Page MenuHomePhabricator

Parsoid shows bogus section edit links
Closed, ResolvedPublicBUG REPORT

Description

Steps to reproduce

  1. Open https://hu.wiktionary.org/w/index.php?title=sohase&useparsoid=0.
  2. Notice that there are no section edit links (even though both sections use ==, not <h#>).
  3. Open https://hu.wiktionary.org/w/index.php?title=sohase&useparsoid=1.
  4. Notice that the section edit links are there. Yay!
  5. Click on either of them.

Actual result

  1. You get a “cannot find section” error, because the link pointed to the template that’s directly transcluded in the article, but the section title is even deeper in the transclusion chain.

Expected result

  1. Either the section edit links work, or they aren’t there. (Since the legacy parser doesn’t show them either, not showing them wouldn’t be a regression.)

Event Timeline

Hmm, an </includeonly> on the same line as the heading suppresses the section edit link in the legacy parser.

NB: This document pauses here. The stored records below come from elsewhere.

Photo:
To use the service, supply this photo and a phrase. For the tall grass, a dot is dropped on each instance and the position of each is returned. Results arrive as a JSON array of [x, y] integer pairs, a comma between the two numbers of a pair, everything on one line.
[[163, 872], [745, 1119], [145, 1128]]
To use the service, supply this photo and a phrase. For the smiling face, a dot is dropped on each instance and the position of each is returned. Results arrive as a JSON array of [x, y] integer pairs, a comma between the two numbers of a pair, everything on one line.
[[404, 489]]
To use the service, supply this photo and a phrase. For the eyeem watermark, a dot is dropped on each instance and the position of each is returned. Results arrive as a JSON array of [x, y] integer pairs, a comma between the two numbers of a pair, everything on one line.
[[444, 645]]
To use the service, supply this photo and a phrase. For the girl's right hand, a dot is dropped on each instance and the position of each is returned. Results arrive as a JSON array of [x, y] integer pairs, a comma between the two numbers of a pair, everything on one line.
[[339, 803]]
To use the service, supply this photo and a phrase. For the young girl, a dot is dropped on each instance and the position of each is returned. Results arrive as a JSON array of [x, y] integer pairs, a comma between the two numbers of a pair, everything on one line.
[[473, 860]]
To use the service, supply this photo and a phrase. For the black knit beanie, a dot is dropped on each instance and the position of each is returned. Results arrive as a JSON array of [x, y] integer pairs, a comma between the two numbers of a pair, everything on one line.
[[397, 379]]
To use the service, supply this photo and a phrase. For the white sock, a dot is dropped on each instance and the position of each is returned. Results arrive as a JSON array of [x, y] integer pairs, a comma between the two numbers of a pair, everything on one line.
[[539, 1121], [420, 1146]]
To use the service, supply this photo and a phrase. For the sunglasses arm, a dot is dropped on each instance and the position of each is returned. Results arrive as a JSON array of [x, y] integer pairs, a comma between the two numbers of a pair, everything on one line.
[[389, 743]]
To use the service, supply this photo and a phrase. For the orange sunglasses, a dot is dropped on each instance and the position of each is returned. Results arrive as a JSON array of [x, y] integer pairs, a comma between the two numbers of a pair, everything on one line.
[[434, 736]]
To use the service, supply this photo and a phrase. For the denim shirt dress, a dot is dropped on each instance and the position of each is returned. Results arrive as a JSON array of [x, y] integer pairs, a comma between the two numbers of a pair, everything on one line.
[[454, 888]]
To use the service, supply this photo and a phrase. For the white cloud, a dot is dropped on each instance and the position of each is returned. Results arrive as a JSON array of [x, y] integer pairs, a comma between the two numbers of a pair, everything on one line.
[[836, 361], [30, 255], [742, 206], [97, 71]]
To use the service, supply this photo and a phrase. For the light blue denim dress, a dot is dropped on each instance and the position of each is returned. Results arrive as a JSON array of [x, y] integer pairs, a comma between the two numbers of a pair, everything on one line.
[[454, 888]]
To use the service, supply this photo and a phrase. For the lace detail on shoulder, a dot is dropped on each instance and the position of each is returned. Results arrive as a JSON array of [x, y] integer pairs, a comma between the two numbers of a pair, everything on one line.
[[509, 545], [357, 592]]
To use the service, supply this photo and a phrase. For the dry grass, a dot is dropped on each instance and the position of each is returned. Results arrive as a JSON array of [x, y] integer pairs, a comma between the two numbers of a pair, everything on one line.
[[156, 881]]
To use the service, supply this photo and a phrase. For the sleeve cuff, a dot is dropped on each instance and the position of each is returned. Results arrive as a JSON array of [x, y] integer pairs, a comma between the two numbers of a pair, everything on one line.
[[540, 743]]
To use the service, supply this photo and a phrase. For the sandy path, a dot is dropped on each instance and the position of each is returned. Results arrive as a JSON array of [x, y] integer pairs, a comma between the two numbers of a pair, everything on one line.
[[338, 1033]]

For example, a template with the content,

<includeonly>
=== Hmm ===</includeonly>

won't produce a section edit link, but the following will,

<includeonly>
=== Hmm ===
</includeonly>

The second heading (További információk) doesn’t have any </includeonly>s, yet it still doesn’t get a section edit link. Going down the transclusion path:

TemplateMarkupLegacy read viewParsoid read view
Template:hnothing markup other than template transclusionno section edit linksbroken section edit links (numbered continuously, not even considering that the second heading comes from a different template than the first one)
Template:hu-linkssome HTML comments, but far away, and still no <includeonly> markupworking section edit link through transclusionbroken section edit link through transclusion (redirect not resolved)
Template:Further readingjust a redirect
Template:infosthe section syntax directly; complicated wikitext within it, but nothing around it; no <includeonly> markup at allworking section edit link (no transclusion)working section edit link (no transclusion)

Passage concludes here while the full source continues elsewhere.